3. SServerData function (weibosearch.py) :
import re
import json
def sServerData(serverData):
"Search the server time & nonce from server data"
p = re.compile('((.*))')
jsonData = p.search(serverData).group(1)
data = json.loads(jsonData)
serverTime = str(data['servertime'])
nonce = data['nonce']
pubkey = data['pubkey']#
rsakv = data['rsakv']#
print "Server time is:", serverTime
print "Nonce is:", nonce
return serverTime, nonce, pubkey, rsakv
The parsing process mainly USES regular expressions and JSON, which are easy to understand. In addition, the partial function of parse relocation result in Login is also shown in this file as follows:
def sRedirectData(text):
p = re.compile('location.replace(['"](.*?)['"])')
loginUrl = p.search(text).group(1)
print 'loginUrl:',loginUrl
return loginUrl
4. From the first step to the second step, the user and password should be encrypted.
import urllib
import base64
import rsa
import binascii
def PostEncode(userName, passWord, serverTime, nonce, pubkey, rsakv):
"Used to generate POST data"
encodedUserName = GetUserName(userName)# User name usage base64 encryption
encodedPassWord = get_pwd(passWord, serverTime, nonce, pubkey)# Current password usage rsa encryption
postPara = {
'entry': 'weibo',
'gateway': '1',
'from': '',
'savestate': '7',
'userticket': '1',
'ssosimplelogin': '1',
'vsnf': '1',
'vsnval': '',
'su': encodedUserName,
'service': 'miniblog',
'servertime': serverTime,
'nonce': nonce,
'pwencode': 'rsa2',
'sp': encodedPassWord,
'encoding': 'UTF-8',
'prelt': '115',
'rsakv': rsakv,
'url': 'http://weibo.com/ajaxlogin.php?framelogin=1&callback=parent.sinaSSOController.feedBackUrlCallBack',
'returntype': 'META'
}
postData = urllib.urlencode(postPara)# Network coding
return postData
The PostEncode function builds the message body of the POST, requiring the build to get the same information as the actual login. Difficulties in the user name and password encryption:
def GetUserName(userName):
"Used to encode user name"
userNameTemp = urllib.quote(userName)
userNameEncoded = base64.encodestring(userNameTemp)[:-1]
return userNameEncoded
def get_pwd(password, servertime, nonce, pubkey):
rsaPublickey = int(pubkey, 16)
key = rsa.PublicKey(rsaPublickey, 65537) # Create a public key
message = str(servertime) + 't' + str(nonce) + 'n' + str(password) # Stitching plaintext js Encrypt the file to get
passwd = rsa.encrypt(message, key) # encryption
passwd = binascii.b2a_hex(passwd) # Converts the encrypted message to 16 Into the system.
return passwd
Sina login process, the password encryption method is SHA1, now into RSA, may change later, but various encryption algorithms in Python have corresponding implementation, as long as it is found that the encryption method (), the program is relatively easy to achieve.

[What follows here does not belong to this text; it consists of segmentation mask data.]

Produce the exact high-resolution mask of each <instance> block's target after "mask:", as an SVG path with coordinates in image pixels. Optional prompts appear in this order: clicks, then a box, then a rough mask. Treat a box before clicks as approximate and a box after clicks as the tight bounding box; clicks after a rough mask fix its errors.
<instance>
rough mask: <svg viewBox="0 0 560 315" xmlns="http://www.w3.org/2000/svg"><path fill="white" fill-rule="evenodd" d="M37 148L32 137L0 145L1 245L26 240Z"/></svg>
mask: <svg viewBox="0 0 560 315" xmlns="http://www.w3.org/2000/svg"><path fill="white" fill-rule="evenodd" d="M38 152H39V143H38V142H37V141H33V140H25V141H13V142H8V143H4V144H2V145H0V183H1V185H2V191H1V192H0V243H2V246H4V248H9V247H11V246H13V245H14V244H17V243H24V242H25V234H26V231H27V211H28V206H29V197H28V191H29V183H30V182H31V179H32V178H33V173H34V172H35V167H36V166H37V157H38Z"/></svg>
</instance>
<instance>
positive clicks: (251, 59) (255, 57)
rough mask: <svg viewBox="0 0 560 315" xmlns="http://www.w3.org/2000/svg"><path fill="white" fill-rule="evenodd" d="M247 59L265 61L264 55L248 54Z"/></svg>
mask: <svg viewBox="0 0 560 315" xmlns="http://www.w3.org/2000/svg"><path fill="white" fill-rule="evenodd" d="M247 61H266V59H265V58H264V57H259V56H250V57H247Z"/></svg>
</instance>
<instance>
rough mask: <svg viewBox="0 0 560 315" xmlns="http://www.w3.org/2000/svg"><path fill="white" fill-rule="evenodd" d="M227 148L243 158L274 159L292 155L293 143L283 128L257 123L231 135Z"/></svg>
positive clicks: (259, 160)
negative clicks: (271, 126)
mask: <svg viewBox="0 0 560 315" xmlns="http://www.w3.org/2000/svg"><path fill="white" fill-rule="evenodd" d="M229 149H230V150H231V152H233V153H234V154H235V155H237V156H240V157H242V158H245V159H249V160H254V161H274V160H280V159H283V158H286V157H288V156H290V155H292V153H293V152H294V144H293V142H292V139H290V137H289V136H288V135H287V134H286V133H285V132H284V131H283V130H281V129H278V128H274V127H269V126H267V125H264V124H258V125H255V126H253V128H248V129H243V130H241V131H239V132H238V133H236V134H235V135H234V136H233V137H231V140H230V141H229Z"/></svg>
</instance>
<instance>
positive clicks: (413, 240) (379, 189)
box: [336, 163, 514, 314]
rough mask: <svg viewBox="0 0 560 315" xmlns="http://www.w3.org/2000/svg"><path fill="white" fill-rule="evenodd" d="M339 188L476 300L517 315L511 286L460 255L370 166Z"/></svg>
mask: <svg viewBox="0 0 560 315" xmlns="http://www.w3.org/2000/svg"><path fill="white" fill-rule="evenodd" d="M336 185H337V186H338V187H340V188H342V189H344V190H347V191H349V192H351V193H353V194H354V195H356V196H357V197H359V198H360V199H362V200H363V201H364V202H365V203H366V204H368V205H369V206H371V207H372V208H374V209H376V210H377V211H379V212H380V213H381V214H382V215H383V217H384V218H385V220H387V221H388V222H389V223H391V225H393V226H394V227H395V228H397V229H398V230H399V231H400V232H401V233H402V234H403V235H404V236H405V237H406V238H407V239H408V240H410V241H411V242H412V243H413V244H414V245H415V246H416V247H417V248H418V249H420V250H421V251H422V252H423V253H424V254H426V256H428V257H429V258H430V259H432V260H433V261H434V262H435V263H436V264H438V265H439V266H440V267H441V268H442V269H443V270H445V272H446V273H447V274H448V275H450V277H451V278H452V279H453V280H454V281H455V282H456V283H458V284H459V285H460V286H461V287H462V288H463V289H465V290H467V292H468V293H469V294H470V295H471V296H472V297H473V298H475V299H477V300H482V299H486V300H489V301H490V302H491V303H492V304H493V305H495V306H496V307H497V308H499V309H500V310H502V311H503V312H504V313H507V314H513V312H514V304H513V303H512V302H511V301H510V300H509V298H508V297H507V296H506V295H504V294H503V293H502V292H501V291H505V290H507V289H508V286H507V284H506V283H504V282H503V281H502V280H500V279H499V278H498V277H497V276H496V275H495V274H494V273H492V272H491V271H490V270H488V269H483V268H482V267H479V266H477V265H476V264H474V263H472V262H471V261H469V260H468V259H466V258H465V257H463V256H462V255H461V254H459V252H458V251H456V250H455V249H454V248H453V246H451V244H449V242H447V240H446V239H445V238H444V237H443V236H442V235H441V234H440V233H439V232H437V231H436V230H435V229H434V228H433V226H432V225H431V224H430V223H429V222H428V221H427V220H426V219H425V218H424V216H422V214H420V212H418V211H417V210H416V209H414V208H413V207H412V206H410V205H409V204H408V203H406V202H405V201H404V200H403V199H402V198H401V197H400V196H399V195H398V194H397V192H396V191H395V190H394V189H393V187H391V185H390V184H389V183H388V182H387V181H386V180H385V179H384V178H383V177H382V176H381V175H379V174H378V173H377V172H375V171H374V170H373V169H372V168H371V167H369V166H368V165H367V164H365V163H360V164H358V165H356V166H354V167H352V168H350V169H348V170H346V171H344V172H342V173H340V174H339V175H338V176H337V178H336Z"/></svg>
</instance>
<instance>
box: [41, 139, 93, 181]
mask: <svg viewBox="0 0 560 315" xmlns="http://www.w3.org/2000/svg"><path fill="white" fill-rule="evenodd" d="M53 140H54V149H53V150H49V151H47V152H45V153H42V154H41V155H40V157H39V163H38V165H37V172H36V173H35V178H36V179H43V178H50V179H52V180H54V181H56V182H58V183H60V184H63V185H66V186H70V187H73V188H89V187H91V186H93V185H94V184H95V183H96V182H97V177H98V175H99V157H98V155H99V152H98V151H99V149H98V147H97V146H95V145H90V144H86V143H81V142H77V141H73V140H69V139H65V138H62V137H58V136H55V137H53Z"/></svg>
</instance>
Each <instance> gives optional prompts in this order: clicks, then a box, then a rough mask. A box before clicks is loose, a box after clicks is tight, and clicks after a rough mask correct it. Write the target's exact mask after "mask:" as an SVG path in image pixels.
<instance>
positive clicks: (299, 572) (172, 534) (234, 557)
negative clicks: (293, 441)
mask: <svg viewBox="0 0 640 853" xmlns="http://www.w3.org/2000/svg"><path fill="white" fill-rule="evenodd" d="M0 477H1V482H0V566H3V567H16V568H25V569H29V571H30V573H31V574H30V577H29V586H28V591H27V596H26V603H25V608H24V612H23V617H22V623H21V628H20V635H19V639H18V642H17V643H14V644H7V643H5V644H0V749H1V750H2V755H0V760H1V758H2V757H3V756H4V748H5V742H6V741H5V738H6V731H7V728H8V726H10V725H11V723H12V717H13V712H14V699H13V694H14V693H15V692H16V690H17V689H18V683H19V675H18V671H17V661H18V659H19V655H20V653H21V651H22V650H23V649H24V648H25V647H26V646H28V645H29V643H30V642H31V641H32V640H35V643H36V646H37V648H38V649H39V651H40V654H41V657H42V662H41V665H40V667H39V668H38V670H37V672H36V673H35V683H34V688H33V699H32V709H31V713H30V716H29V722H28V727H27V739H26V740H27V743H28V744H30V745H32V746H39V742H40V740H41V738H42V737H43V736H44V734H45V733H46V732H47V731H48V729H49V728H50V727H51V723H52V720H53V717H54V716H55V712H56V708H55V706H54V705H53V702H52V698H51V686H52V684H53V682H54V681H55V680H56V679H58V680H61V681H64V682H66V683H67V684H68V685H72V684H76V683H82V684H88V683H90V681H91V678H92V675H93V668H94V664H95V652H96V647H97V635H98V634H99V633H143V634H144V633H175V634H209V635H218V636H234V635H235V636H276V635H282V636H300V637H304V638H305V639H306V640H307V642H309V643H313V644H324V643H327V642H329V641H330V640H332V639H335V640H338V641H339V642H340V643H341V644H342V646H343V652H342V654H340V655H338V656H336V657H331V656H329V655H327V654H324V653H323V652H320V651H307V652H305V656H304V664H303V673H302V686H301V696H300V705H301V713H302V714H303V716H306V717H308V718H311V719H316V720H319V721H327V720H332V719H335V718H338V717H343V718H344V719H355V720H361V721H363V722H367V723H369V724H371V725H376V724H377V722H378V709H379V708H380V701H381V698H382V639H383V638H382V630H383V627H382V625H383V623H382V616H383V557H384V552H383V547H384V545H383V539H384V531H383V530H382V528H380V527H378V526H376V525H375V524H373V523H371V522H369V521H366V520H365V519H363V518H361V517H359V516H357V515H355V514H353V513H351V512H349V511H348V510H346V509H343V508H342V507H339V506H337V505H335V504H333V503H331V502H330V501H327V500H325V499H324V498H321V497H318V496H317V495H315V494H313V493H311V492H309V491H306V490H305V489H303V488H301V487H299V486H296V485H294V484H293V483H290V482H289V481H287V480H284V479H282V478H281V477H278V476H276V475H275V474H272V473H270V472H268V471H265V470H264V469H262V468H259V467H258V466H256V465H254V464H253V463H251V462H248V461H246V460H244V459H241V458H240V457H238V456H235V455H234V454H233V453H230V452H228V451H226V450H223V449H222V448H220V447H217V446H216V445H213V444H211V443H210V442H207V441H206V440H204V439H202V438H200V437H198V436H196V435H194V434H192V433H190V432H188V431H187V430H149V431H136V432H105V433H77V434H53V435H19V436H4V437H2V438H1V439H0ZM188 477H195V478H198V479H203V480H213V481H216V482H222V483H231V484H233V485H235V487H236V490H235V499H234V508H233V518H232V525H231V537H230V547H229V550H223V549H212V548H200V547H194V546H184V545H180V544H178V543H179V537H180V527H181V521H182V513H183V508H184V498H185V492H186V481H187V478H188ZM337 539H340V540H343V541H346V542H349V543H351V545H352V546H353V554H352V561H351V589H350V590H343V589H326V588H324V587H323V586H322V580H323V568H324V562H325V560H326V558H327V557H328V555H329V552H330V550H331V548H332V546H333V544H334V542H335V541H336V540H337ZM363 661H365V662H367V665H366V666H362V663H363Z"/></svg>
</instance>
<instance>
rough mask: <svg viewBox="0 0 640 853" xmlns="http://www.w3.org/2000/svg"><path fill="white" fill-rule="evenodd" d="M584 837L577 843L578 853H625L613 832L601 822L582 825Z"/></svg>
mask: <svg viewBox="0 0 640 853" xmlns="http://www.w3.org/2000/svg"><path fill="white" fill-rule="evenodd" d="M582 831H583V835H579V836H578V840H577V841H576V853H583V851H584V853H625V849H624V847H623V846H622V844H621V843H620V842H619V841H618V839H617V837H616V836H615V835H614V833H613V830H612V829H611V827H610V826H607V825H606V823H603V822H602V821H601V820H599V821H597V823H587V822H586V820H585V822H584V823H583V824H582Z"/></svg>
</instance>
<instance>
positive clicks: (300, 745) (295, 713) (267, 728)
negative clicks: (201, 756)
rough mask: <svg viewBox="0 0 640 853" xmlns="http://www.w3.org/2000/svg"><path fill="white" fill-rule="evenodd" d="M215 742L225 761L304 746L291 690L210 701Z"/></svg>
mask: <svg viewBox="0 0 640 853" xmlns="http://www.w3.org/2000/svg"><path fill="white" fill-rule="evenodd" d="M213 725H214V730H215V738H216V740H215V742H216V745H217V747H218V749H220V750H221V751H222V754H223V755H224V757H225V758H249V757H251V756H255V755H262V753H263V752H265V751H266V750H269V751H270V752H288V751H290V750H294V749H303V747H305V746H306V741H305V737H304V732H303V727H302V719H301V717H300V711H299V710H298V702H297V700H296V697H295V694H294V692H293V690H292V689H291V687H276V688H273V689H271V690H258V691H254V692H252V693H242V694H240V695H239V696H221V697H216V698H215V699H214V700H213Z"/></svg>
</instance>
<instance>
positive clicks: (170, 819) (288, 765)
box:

At this point, the Python simulation login to sina weibo is successful, run the output:
loginUrl: http://weibo.com/ajaxlogin.php?framelogin=1&callback=parent.sinaSSOController.feedBackUrlCallBack&ssosavestate=1390390056&ticket=ST-MzQ4NzQ5NTYyMA==-1387798056-xd-284624BFC19FE242BBAE2C39FB3A8CA8&retcode=0
Login sucess!
If you need to crawl and fetch the information in the microblog, then you just need to add the crawl and fetch and parse modules after the Main function, such as reading the contents of a microblog page:
htmlContent = urllib2.urlopen(myurl).read()# get myurl All the content of the web page (html)
We can design different crawler modules according to different requirements, the code to simulate login is put here.